Faisant l’hypothèse de l’émergence de changements importants concernant les habitudes de mobilité, l’ADEME estime que le parc automobile français pourrait être réduit de 35 millions d’unités aujourd’hui à 22 millions en 2050, même si la population de la France métropolitaine passe de 62 millions à 74 millions sur la période. « Cette hypothèse ambitieuse suppose que la voiture n’est plus majoritairement un bien acheté par le particulier, mais aussi un mode de transport intégré dans un offre bien plus large que l’on paie pour son usage ». Les auteurs de la note ajoutent que « les véhicules sont mutualisés, servent plusieurs fois dans une même journée et transportent plus de voyageurs. Ils sont aussi mieux adaptés à chaque type de trajet avec des différenciations plus fortes entre véhicules urbains et véhicules longue distance, et sont ainsi plus efficaces énergétiquement.»
Au bout du compte, selon l’ADEME, le gaz naturel pourrait constituer près de la moitié de l’énergie primaire consommée dans l’ensemble des transports (45%), le reste étant partage entre les biocarburants de 2de et 3ème génération (20%), et l’électricité (32%). Le seul secteur qui pourrait continuer à consommer du pétrole est l’aviation avec le jet fuel pour (3%). « En 2050, le productible des biocarburants est relativement stable à 3,3 Mtep». L’ADEME estime que la 1ère génération aura complètement disparu en 2050, remplacée par la 2ème génération qui « constitue la base de la production avec un possible complément de 3ème génération (notamment les carburants à base d’huile d’algue, ndlr) non chiffré.
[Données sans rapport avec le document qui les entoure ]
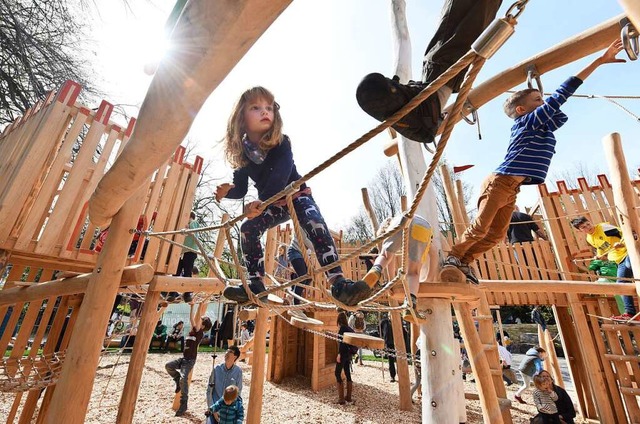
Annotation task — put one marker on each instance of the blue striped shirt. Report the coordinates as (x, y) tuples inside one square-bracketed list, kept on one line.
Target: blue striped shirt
[(532, 143)]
Des bâtiments économes en énergie et une agriculture intégrée
Grâce à de sérieux progrès au niveau de l’efficacité énergétique, les bâtiments résidentiels et tertiaire pourraient réduire considérablement leur consommation d’énergie pour le chauffage et la climatisation. Les marges de progrès sont plus faibles dans l’industrie étant donné que les industriels ont déjà fourni d’importants efforts en matière d’efficacité.
Pour le chauffage, et les applications thermiques en général, l’agence mise beaucoup sur la combustion de la biomasse : « l’hypothèse est faite d’un plan de mobilisation ambitieux de la ressource forestière permettant de passer d’un taux de prélèvement sur l’accroissement naturel de la forêt de 48% aujourd’hui à un taux de 75% en 2050. Le gisement accessible pour la combustion est de 18 Mtep »
Enfin, l’ADEME estime que l’agriculture intégrée, une agriculture qui combine les avantages des méthodes de l’agriculture conventionnelle à celle de l’agriculture biologique dans une perspective de compromis entre rendements et impacts environnementaux, constituera l’essentiel (60%) de la production agricole en 2050. Cela permettrait notamment de diminuer les apports d’engrais, et donc de diminuer la consommation d’énergie. L’agriculture intégrée, c’est dés à présent 86% de la production agricole en Suisse.
Selon les auteurs de la note, les français pourraient aussi modifier leurs habitudes alimentaires, et passer d’une ration alimentaire de 3324 kilocalories par personne et par jour aujourd’hui à 3270 kcal en 2050. La part des protéines totales serait réduite d’un quart, passant de 113 grammes par personnes et par jour à 86 grammes. Cela serait possible en réduisant la consommation de viande et de produits laitiers. Au pays des fromages, cela ne sera pas forcément l’objectif le plus facile à atteindre.
Si la « vision 2050 » de l’ADEME se réalisait, les émissions de CO2 seraient divisées d’un facteur 4 dans notre pays qui pèse aujourd’hui 0.9% (0,7% en 2050) de la démographie mondiale. Un petit pas pour le monde. Un grand pas pour la France.